In our (presumably) $3$-dimensional universe, gravity is inversely proportional to distance squared. In a circular orbit, the force of gravity must be equal and opposite to the 'centripetal force'. $\frac {GM_1M_2}{r^2} = \frac {M_2v^2}r$. This allows the velocity of a planet's orbit to be calculated from its radius: $v = \frac {\sqrt {GM_1}}r$.
The kinetic energy of the planet is $\frac {M_2v^2}2$, while the gravitational potential energy is $\frac {-GM_1M_2}r$. This means that $KE =- \frac {GPE}2$. The total energy, $KE + GPE$, is equal to $-KE$.
This means that the planetary orbit is a stable equilibria: adding some energy to the system means that the planet moves further away from the sun, increasing its total energy; while taking energy away from the system means the planet approaches the sun, but either way it finds a new equilibrium.
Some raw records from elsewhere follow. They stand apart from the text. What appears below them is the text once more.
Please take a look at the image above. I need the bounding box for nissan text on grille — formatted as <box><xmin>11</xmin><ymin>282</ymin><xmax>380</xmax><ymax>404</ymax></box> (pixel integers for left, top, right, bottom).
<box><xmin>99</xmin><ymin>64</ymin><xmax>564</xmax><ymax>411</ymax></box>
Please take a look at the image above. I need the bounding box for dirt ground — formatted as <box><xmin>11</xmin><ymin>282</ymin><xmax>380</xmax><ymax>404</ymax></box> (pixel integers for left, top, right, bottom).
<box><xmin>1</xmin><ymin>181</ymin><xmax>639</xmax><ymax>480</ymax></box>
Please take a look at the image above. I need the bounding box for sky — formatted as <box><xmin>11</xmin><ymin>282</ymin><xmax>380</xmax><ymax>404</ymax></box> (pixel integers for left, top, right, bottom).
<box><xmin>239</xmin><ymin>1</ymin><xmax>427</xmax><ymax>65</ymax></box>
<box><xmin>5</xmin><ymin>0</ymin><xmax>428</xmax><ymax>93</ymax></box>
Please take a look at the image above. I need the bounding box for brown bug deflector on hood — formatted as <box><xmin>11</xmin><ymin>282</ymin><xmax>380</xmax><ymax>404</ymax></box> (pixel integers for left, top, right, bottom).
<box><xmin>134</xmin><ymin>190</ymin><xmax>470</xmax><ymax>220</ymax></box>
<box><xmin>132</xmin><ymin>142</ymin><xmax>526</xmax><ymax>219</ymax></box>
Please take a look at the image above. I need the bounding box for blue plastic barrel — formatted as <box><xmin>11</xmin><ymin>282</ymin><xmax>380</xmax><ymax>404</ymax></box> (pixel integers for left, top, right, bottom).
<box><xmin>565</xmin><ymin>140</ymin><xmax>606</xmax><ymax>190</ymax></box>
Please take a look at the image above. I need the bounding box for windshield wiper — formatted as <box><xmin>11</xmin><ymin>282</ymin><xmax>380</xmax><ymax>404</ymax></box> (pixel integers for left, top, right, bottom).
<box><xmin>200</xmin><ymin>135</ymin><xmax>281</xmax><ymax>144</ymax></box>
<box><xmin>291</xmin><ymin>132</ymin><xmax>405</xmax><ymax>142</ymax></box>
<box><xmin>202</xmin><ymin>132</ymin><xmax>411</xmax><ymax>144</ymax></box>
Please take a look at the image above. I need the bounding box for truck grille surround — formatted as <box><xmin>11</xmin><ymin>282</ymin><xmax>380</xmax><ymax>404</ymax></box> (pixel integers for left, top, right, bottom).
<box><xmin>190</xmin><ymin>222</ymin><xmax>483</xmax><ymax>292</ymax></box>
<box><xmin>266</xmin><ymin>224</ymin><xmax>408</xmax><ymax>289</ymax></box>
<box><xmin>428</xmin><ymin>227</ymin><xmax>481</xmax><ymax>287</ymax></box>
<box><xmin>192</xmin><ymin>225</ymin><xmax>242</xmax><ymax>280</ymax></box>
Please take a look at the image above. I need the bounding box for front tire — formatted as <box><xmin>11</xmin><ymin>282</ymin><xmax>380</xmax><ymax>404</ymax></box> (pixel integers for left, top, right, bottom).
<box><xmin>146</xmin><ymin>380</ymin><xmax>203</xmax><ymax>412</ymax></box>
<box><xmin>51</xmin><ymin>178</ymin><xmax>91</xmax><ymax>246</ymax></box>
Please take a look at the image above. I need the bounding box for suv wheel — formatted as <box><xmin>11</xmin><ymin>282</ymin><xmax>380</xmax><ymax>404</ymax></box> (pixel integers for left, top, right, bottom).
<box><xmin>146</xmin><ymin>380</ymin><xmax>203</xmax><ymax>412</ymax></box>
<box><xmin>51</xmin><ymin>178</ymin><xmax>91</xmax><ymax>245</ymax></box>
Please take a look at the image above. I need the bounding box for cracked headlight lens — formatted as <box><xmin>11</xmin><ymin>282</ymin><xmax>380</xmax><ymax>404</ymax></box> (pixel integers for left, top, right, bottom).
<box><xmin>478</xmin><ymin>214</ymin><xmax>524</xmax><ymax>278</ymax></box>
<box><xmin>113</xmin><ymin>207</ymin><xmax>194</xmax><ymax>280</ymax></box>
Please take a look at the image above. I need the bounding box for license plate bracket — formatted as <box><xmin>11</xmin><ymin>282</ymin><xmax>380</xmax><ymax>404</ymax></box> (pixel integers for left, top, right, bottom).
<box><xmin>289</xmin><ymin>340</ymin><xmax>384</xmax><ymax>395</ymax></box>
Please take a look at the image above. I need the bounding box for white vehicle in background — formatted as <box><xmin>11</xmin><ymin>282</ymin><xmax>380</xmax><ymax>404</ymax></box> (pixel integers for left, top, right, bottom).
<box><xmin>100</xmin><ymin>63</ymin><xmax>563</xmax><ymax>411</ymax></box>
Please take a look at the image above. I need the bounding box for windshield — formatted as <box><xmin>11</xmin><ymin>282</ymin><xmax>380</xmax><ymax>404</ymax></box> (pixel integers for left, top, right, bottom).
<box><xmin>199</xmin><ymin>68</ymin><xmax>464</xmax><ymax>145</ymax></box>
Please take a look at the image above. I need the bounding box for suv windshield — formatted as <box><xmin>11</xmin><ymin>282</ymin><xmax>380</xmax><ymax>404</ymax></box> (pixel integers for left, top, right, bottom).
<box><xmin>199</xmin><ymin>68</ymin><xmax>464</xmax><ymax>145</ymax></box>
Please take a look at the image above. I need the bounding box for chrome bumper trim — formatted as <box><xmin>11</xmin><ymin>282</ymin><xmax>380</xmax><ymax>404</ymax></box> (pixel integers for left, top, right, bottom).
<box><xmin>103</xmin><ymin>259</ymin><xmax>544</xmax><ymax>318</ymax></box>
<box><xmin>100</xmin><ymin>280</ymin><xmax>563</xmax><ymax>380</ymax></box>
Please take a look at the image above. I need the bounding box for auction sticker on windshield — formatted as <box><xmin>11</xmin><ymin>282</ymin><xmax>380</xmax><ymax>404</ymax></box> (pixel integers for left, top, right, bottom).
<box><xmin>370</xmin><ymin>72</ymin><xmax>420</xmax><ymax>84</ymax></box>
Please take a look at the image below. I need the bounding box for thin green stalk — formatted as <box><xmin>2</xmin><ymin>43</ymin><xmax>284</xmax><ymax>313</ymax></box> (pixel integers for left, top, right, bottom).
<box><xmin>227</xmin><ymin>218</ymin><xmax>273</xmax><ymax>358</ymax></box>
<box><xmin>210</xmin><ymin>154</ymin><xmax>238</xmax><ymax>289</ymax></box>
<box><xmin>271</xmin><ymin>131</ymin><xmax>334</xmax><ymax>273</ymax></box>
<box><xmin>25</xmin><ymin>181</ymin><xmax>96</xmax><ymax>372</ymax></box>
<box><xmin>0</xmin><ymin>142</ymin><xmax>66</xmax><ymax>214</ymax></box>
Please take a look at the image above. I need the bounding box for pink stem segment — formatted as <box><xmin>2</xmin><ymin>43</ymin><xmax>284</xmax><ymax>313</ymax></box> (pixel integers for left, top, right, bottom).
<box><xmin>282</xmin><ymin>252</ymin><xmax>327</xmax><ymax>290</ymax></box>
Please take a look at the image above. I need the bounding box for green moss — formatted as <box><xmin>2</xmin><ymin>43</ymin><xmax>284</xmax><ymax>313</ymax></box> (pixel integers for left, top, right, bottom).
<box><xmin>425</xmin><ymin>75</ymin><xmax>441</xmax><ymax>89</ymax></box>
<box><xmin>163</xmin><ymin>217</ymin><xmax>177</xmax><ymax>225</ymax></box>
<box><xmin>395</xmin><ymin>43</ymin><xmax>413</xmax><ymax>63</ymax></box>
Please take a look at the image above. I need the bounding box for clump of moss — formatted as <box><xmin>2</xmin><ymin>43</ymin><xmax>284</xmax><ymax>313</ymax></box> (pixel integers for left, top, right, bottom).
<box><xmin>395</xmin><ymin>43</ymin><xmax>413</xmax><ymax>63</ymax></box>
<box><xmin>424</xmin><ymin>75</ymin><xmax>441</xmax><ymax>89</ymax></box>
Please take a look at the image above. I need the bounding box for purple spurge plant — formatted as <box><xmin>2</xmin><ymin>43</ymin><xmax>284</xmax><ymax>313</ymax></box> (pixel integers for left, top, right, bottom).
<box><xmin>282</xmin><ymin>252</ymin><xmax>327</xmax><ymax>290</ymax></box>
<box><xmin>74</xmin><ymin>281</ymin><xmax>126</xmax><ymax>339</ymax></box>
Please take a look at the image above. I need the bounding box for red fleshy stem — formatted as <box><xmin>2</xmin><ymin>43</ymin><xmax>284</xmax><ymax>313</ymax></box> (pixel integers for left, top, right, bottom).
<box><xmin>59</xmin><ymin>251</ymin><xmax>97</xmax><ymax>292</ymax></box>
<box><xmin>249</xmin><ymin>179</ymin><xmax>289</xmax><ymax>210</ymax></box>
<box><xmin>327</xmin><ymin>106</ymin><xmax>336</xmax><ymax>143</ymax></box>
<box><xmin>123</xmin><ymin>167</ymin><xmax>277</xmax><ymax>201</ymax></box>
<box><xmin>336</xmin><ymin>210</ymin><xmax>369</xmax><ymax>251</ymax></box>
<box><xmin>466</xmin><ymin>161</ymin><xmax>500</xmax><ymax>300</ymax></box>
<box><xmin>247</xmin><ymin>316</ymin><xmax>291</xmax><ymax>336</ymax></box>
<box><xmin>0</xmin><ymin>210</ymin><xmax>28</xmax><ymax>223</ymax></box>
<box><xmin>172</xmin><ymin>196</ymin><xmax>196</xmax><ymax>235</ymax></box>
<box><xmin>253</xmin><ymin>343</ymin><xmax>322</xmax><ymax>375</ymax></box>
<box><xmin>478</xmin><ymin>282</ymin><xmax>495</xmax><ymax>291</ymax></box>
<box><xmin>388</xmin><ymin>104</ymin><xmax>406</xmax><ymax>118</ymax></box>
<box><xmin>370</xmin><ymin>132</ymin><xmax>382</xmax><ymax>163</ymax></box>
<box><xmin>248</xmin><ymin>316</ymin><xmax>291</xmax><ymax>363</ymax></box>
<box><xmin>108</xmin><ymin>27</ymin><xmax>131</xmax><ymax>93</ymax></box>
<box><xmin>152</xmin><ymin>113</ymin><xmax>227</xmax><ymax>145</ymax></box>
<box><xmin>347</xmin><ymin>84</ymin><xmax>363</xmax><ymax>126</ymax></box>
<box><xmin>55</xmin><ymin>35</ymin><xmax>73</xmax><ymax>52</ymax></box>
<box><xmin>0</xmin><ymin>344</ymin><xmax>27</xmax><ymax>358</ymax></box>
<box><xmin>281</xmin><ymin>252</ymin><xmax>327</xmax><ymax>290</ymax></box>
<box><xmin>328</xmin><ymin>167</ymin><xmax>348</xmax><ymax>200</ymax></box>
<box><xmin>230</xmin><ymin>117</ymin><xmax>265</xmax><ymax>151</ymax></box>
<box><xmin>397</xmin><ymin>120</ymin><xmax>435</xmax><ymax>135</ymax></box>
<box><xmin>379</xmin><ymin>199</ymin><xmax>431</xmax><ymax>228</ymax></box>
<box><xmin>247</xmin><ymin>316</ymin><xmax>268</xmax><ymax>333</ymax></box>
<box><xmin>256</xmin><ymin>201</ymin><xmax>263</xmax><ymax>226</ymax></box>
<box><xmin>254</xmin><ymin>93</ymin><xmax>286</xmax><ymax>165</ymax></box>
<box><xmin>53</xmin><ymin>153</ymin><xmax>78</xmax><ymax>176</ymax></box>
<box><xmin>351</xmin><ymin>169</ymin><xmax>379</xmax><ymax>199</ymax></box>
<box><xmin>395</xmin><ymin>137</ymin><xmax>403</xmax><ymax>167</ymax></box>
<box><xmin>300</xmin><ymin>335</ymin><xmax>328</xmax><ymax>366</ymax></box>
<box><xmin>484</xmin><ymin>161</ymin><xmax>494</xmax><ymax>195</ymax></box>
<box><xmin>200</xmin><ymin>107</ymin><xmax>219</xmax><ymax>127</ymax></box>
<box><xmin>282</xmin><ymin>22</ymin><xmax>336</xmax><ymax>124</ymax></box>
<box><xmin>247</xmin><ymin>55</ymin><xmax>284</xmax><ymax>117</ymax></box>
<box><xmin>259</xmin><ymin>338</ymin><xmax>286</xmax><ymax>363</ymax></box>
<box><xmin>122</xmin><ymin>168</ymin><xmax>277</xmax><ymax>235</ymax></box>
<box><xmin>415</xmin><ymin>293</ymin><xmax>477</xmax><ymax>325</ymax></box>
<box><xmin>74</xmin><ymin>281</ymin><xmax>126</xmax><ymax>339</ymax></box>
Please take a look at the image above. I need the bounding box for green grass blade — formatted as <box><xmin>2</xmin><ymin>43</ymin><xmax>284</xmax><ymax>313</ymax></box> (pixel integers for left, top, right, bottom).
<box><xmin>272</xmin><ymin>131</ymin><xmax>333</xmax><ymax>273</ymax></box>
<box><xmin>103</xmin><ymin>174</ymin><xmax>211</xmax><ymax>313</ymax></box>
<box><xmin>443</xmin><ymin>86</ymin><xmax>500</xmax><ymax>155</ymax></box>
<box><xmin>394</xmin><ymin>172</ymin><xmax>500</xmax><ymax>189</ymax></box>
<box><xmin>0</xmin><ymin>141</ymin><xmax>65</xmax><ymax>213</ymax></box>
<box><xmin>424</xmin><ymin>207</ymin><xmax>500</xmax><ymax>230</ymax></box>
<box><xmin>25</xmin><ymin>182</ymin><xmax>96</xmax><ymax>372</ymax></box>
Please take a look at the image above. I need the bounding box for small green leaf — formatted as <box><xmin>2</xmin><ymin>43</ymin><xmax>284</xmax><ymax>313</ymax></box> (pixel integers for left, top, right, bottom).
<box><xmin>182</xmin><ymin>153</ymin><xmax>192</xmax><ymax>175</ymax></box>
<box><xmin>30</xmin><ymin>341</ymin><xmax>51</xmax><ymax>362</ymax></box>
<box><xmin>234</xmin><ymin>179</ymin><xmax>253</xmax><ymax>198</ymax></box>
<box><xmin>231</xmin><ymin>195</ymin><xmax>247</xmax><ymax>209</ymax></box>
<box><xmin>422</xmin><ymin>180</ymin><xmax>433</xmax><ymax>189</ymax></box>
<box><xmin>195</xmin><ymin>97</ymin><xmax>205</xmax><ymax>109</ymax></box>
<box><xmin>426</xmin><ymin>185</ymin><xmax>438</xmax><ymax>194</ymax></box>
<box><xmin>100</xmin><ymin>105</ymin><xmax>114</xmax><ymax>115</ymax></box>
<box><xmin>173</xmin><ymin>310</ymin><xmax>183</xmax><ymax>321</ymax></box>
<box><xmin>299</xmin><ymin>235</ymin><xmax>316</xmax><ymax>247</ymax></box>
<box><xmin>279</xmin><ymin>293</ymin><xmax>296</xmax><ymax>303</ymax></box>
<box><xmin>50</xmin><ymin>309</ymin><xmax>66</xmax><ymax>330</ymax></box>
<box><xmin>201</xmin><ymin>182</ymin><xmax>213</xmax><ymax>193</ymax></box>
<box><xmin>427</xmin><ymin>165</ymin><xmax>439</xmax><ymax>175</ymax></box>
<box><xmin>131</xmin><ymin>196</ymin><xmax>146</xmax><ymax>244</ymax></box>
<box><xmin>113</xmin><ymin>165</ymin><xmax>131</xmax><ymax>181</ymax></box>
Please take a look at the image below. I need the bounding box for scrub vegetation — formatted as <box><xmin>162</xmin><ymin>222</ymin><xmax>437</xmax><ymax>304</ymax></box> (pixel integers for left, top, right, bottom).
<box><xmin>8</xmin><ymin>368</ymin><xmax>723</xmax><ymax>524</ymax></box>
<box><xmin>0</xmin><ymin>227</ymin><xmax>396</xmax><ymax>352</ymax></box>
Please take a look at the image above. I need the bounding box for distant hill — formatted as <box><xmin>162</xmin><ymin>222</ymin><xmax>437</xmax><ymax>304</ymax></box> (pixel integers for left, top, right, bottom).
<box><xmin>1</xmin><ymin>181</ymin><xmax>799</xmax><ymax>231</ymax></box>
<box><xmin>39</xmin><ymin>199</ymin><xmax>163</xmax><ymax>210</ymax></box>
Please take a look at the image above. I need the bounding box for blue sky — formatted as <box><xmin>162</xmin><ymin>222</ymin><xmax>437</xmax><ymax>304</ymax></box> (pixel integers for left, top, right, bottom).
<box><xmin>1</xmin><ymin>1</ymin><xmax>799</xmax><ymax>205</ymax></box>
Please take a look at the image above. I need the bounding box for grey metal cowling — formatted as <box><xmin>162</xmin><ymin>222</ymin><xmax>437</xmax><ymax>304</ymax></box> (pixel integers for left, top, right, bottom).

Consider the case in a $4$-dimensional universe, where, presumably, gravity follows an inverse cube law. The equations now become:
$\frac {GM_1M_2}{r^3} = \frac {M_2v^2}r$ [force of gravity equal and opposite to centripetal force]
$v = \frac {\sqrt {GM_1}}r$ [velocity is inversely proportional to radius]
$GPE = -\frac {GM_1M_2}{2r^2}$
Total Energy = $KE + GPE = \frac {M_2v^2}2 + \frac {GM_1M_2}{2r^2} = 0$
The Kinetic and Gravitational Potential energies are equal and opposite to each other. In other words, the only possible orbits have no net energy, such that the input or extraction of even a small amount of energy would destabilise the orbit, with the planet spiralling towards or away from the sun inexorably. This would make life as we know it impossible, as planets couldn't maintain stable orbits.
The question: are there some other number of dimensions the universe could have, which would also lead to stable orbits?